In Vakil's "the rising sea" book, the base gluability axiom is defined as:
"(Let $F$ be a sheaf on base {$B_i$}) If $B = \cup B_i$, and we have $f_i \in F(B_i)$ such that $f_i$ agrees with $f_j$ on any basic open set contained in $B_i \cap B_j$ (i.e.,$res_{B_i,B_k}f_i = res_{B_j,B_k}f_j$ for all $B_k \subset B_i \cap B_j$) then there exists $f \in F(B)$ such that $res_{B,B_i}f = f_i$ for all i."
Why the base gluability axiom require the condition "for any basic open set contained in $B_i \cap B_j$" but not "it exists one basic open set contained in $B_i \cap B_j$"?
What if we replace "any" by "one"?
Notice that we only use the "one" condition to prove the extension problem of base sheaf, rather the "any" condition.
When we replace for "any" by "one", then there will be situations where the data $(B_i,f_i)$ satisfies the condition even though you can not glue them.
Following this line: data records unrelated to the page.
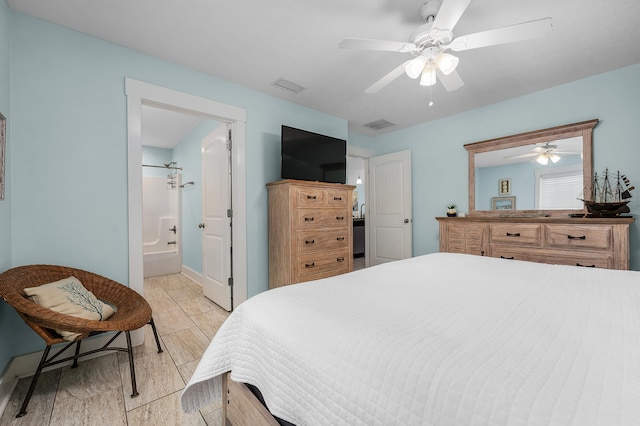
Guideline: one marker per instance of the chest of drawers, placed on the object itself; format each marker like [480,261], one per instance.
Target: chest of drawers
[310,232]
[592,242]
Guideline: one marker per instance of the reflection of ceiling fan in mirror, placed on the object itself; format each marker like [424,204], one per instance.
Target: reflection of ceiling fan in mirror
[429,44]
[543,154]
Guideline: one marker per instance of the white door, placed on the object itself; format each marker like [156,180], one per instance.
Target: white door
[389,218]
[216,220]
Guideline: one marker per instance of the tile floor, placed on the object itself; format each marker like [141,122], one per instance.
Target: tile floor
[98,391]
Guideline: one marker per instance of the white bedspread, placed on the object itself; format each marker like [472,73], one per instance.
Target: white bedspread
[441,339]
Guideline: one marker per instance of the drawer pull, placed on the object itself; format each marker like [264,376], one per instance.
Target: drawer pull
[582,237]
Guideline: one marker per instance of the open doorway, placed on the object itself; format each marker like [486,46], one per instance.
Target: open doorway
[356,167]
[139,94]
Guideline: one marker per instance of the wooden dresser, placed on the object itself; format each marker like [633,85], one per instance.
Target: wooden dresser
[592,242]
[310,231]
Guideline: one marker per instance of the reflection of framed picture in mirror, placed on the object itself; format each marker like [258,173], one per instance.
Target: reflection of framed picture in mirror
[504,186]
[503,203]
[3,146]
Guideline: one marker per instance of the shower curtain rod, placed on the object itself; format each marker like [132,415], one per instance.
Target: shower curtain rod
[163,167]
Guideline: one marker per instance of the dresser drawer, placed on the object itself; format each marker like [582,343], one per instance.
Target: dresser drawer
[309,197]
[310,241]
[596,237]
[336,198]
[321,265]
[323,218]
[595,260]
[516,233]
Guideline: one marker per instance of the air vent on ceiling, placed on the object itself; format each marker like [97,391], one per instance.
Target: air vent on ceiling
[289,86]
[379,124]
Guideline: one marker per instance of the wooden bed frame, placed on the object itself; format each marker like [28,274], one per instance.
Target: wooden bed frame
[242,408]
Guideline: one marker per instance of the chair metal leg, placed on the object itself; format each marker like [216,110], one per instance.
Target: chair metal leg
[134,388]
[34,381]
[75,357]
[155,334]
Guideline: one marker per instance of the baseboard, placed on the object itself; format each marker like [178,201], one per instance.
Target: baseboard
[193,275]
[8,383]
[26,365]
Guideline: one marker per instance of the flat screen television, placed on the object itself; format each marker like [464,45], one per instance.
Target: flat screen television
[311,156]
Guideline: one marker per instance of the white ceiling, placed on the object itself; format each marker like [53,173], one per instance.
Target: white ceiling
[255,42]
[162,128]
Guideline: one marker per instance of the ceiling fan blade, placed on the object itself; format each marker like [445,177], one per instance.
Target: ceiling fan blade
[450,82]
[531,154]
[524,31]
[395,73]
[450,13]
[383,45]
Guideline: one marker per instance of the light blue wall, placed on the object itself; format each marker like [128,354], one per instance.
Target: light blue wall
[68,137]
[439,160]
[154,156]
[70,151]
[523,182]
[6,313]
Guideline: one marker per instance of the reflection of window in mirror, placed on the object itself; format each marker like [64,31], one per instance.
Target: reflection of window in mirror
[523,168]
[532,162]
[559,188]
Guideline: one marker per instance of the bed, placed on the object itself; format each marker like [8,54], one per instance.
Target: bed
[440,339]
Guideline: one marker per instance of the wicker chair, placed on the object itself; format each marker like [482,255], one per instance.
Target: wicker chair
[133,312]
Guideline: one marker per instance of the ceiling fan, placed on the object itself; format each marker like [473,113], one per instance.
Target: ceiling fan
[543,154]
[429,44]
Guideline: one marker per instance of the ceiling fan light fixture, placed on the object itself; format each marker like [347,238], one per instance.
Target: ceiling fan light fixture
[428,75]
[542,159]
[415,66]
[446,62]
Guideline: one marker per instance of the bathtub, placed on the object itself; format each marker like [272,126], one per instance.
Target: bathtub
[159,257]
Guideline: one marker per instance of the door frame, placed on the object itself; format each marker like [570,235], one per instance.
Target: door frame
[139,93]
[365,154]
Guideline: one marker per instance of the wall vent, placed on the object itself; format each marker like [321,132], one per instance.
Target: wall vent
[289,86]
[379,124]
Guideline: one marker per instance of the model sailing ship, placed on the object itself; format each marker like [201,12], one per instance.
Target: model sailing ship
[607,195]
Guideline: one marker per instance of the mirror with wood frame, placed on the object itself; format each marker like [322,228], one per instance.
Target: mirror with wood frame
[538,173]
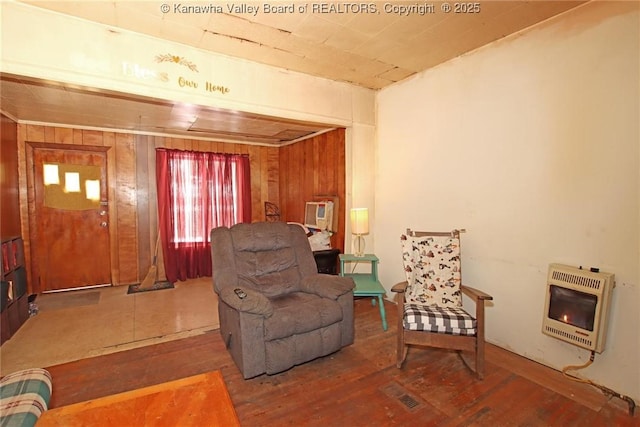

E.g. consider the topological space $\mathbb R$ which its standard topology. That topology has a basis consisting of open intervals. Let $F$ be the presheaf of functions on $\mathbb R$. This means that for each open subset $U$ of $\mathbb R$ the set $F(U)$ is the set of all set-theoretic functions $U\to \mathbb R$. Consider $B_1 = (-\infty,1)$ and $B_2=(-1,+\infty)$. Then $B = B_1\cup B_2 = \mathbb R$. Let $f_1$ be the function $f_1\in F(B_1)$ which is zero everywhere, except at the origin where $f_1(0) = 1$. Let $f_2\in F(B_2)$ be the function which is zero everywhere, except at the origin, where $f_2(0) = -1$.
Now $f_1$ and $f_2$ agree on some basic open subset contained in $B_1\cap B_2 = (-1,1)$, for example on $(0,1)$, but not on all of them. You also see that $f_1$ and $f_2$ can not possibly be glued to a function $f$ on $B_1\cup B_2$. So with your definition the presheaf $F$ would not be a sheaf.